NATIONAL - Do you consider 60 "elderly?" The word alone knocks the wind out of most baby boomers, but it has been considered too old for a lung transplant. There's a new study proving the times are changing.
When emphysema patient Deneen Allen needed a lung transplant, she worried her age would be a problem.
"I've heard of some people, some hospitals requiring 60 to be the cut off date," she said.
She's right and it's a frightening thought when your life is on the line.
"I don't know what I would do. It was...I mean, I honestly don't know," Allen continued.
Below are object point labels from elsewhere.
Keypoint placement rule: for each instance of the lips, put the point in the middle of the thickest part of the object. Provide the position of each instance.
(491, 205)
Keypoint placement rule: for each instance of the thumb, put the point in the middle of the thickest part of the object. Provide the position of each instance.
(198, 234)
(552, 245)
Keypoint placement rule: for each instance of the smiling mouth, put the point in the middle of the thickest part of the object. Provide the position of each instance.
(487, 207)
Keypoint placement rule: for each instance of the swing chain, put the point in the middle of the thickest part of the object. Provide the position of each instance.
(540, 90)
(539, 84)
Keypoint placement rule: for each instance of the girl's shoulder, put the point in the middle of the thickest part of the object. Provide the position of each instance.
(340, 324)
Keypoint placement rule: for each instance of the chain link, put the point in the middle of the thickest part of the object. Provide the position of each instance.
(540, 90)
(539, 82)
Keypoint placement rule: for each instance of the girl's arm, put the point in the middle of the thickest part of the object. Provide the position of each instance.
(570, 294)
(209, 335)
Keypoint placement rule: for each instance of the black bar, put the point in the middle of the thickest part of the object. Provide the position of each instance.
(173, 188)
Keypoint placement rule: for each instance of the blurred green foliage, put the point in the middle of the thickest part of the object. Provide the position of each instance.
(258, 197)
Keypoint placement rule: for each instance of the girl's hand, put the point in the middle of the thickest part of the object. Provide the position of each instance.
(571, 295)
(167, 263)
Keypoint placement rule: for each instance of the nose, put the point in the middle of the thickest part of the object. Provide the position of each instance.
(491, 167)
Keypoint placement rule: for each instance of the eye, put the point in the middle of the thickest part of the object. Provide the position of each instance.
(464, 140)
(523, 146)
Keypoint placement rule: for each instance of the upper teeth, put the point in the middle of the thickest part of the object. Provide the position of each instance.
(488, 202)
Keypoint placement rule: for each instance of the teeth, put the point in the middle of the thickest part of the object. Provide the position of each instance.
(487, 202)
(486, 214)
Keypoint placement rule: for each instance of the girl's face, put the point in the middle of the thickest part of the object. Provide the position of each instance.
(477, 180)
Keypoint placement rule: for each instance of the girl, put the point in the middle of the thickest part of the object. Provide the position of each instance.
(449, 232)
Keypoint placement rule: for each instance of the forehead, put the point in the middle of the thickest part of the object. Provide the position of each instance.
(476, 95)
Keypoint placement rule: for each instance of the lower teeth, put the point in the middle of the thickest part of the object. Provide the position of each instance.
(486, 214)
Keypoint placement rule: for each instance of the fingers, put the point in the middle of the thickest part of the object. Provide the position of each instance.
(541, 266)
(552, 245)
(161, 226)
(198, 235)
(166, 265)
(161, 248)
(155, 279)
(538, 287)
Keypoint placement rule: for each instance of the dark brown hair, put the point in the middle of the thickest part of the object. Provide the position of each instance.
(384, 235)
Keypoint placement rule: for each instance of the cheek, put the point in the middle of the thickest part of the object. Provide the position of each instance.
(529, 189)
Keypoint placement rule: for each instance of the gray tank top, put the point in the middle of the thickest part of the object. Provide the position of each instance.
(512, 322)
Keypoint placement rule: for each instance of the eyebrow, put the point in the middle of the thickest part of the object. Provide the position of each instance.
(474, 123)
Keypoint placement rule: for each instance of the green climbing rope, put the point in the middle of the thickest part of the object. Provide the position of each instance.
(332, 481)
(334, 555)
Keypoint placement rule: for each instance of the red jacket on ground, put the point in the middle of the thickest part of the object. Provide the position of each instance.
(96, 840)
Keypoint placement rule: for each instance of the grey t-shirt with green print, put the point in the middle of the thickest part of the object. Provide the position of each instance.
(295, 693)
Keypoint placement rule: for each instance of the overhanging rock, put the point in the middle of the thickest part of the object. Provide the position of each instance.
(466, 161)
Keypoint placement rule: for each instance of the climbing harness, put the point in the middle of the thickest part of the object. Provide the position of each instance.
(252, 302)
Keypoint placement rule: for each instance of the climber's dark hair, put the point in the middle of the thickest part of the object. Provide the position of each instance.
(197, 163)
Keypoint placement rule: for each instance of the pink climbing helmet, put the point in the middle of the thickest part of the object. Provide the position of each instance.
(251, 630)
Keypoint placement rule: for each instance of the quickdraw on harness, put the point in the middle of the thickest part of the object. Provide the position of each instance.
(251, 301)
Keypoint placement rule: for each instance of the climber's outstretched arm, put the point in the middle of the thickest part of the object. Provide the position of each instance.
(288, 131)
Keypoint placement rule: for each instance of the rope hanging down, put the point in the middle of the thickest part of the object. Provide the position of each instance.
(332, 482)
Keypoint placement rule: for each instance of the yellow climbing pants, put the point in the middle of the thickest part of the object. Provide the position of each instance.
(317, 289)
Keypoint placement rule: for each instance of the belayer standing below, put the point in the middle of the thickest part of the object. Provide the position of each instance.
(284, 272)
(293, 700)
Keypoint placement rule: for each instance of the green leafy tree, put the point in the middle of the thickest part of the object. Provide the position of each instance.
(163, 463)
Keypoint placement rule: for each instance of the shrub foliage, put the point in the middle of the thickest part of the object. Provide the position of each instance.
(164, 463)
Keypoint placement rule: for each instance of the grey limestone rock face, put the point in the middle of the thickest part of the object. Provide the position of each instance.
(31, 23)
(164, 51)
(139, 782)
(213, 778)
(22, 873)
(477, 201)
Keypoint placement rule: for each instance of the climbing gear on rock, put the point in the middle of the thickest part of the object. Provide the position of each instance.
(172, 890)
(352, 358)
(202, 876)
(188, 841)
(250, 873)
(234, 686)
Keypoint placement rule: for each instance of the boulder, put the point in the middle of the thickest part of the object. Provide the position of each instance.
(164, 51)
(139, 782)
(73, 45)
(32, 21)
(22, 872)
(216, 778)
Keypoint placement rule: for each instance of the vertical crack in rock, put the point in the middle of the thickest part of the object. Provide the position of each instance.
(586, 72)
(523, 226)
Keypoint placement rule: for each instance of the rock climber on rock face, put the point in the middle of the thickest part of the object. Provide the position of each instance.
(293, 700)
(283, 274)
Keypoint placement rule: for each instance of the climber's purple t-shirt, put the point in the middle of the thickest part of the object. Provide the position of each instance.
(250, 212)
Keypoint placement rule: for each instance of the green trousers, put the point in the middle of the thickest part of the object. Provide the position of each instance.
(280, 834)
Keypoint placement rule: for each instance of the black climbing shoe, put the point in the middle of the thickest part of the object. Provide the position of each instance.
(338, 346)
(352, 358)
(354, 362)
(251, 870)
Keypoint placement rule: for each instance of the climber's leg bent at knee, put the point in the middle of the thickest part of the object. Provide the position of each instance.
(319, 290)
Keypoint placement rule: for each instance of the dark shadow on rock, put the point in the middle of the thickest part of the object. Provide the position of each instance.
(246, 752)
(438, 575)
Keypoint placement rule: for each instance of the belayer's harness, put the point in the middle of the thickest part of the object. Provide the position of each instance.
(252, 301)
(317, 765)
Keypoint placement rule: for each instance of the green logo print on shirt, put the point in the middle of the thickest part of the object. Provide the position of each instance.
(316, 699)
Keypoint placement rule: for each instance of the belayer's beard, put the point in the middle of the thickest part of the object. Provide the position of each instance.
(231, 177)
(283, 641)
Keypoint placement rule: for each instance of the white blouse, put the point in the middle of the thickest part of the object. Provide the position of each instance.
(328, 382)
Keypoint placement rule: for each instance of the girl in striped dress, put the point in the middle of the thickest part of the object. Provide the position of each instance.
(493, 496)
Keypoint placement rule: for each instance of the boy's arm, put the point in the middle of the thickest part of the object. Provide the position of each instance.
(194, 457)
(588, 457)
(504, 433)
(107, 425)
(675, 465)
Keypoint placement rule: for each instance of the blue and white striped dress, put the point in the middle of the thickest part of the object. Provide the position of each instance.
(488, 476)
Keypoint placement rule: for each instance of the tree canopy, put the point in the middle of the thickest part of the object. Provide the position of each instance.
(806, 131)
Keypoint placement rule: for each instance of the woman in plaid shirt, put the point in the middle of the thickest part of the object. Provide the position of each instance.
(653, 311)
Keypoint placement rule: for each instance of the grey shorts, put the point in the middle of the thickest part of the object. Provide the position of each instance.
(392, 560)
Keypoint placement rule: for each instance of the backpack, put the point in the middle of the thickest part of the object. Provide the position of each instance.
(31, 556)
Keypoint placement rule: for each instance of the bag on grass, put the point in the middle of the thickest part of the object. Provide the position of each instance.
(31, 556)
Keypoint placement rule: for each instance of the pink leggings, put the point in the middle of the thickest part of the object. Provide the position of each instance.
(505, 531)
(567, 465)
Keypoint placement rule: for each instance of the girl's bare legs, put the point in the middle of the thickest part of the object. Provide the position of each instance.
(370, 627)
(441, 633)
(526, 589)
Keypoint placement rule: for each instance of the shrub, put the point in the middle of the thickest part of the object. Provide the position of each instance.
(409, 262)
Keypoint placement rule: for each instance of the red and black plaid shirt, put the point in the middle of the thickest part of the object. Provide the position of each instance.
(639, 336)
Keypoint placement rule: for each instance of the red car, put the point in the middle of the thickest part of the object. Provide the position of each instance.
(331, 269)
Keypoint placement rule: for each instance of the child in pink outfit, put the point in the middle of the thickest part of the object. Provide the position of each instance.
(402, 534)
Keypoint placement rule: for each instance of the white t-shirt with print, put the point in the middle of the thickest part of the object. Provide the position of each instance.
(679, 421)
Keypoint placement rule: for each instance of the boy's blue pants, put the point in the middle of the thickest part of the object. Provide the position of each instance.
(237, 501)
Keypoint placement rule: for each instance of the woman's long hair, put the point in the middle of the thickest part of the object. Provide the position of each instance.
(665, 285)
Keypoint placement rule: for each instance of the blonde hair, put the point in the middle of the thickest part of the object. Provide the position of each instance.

60-somethings can now breathe easier, thanks to a study at the University of Virginia.
Dr. David Jones says, "The average life expectancy now for an American woman is over 80 years of age. And so, it seemed to us, years ago actually, that 60 was somewhat arbitrary."
Researchers studied the outcomes of 182 lung transplant patients.
Dr. Mark Robbins, "What we generally found was that the patients over 60 had the same survival rate, had the same length of hospitalizations and the same rate of complications. So they weren't at higher risk."
They say '60' today is the new '50' for some, so a patient's 'chronological' age shouldn't be a factor.
Dr. Jones says, "If you're 60 but physiologically you're 50, except for your lungs obviously, then there's no reason why you shouldn't be considered for a lung transplant."
Said Dr. Robbins, "In other words, they can be past 60, but be pretty sturdy and robust."
Thanks to an organ donor and her otherwise healthy status, Deneen received a new lung and is doing well.
"I can do almost anything, Deneen said. "I take aerobics, I take pilates. I lift weights and do all that, do a lot of walking, so it's changed my life totally."
Instead of getting her walking papers, she's walking on air. Right now researchers say 70 is the cutoff, but as baby boomers take aging to a new level, that may also be up for reconsideration down the road.